Hartley Stuart – Pathway 1 – 120cm x 120cm x 10cm – Acrylic on Birch ply and beech wood

His global collectors certainly think so, his work selling from Washington to Hong Kong, Long Island and back, the latest vast piece selling for £45,000

So what can we expect from his new exhibition Brave New World at Zuleika Gallery which starts next week? “I see it as a chance to introduce myself,” he says.

“It makes me quite emotional just talking about it”

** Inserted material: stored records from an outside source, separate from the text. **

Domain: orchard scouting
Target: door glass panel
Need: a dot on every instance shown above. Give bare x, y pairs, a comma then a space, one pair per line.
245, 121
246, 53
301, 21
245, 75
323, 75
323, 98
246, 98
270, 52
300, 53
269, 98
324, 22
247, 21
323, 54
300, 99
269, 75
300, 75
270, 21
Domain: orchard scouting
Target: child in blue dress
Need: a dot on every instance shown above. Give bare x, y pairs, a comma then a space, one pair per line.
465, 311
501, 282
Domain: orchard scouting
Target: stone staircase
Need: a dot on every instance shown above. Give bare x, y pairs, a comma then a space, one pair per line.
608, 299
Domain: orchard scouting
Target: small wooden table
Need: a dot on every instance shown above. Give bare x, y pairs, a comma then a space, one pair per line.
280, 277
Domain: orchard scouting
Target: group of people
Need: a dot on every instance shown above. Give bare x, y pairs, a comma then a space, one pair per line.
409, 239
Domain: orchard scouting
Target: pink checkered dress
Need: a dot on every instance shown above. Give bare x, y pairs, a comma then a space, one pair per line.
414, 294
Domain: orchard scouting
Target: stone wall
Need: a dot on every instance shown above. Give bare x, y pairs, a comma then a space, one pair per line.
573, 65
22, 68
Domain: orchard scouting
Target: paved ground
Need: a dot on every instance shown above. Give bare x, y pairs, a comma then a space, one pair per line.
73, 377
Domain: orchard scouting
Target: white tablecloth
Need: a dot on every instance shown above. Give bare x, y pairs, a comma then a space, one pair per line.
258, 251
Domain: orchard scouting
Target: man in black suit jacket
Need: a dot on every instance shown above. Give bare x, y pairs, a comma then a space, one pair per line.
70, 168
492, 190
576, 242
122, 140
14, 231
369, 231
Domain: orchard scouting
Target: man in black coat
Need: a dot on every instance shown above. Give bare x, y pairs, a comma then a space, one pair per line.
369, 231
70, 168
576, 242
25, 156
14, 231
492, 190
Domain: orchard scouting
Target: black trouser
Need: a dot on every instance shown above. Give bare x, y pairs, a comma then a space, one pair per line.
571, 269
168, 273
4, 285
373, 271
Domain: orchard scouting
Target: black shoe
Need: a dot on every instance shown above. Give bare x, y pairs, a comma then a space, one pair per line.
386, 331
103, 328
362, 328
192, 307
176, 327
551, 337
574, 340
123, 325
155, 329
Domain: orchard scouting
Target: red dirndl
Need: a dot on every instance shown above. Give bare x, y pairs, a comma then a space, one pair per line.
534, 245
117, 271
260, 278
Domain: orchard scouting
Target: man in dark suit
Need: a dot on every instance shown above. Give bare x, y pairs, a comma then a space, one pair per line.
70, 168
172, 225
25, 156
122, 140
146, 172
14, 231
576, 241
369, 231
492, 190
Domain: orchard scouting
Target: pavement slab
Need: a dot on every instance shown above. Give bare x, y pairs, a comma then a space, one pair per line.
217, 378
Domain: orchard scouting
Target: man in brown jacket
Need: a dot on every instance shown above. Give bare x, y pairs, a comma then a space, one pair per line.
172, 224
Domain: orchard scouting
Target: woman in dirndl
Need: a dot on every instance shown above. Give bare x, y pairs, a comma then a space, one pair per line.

Thus, the exhibition will present Hartley’s 3D works from his Event & Incident and Pathways series, alongside a new series of watercolours on paper produced in 2021.

Hartley will also show new, site specific work concocted around the first ten words of famous novels and poems such as Aldous Huxley’s ‘Brave New World’, William Wordsworth’s ‘Upon Westminster Bridge’, and Siegfried Sassoon’s war poetry, whose letters are then randomly scattered to emphasise the powerful, colourful visual dance that he takes us on. “It makes me quite emotional just talking about it,” he says.

Seemingly pulsating with movement and activity, his pieces are as much about the space as the objects within.

Hartley Stuart -Event 4 – upon westminster bridge – 2021 – 80x80cm – Acrylic on Birch Ply and Beech Wood

So looking back is he surprised at the direction his art has taken? “To start with my understanding of contemporary art was minimal – I just knew I enjoyed painting. But my tutors at Manchester made me question and approach art in a different way, and from many different angles,” he says.

To be inquisitive and exploratory is a practice he still adheres to. “The question I still ask of my art is what did I learn and achieve, what could I improve on and what failed? That’s how you move forward,” he says.

“The question I still ask is what did I learn and achieve, what could I improve on and what failed? That’s how you move forward”

So how does he feel about the upcoming exhibition? “So much of my work is made in the studio and then shipped out to the buyer, or art fair, that the Zuleika Gallery show is actually hugely important to me.

“And if people just like the colour and form, the visuality of my work, that’s great, but if they want to discover more and try to unwrap the hidden messages then they can.”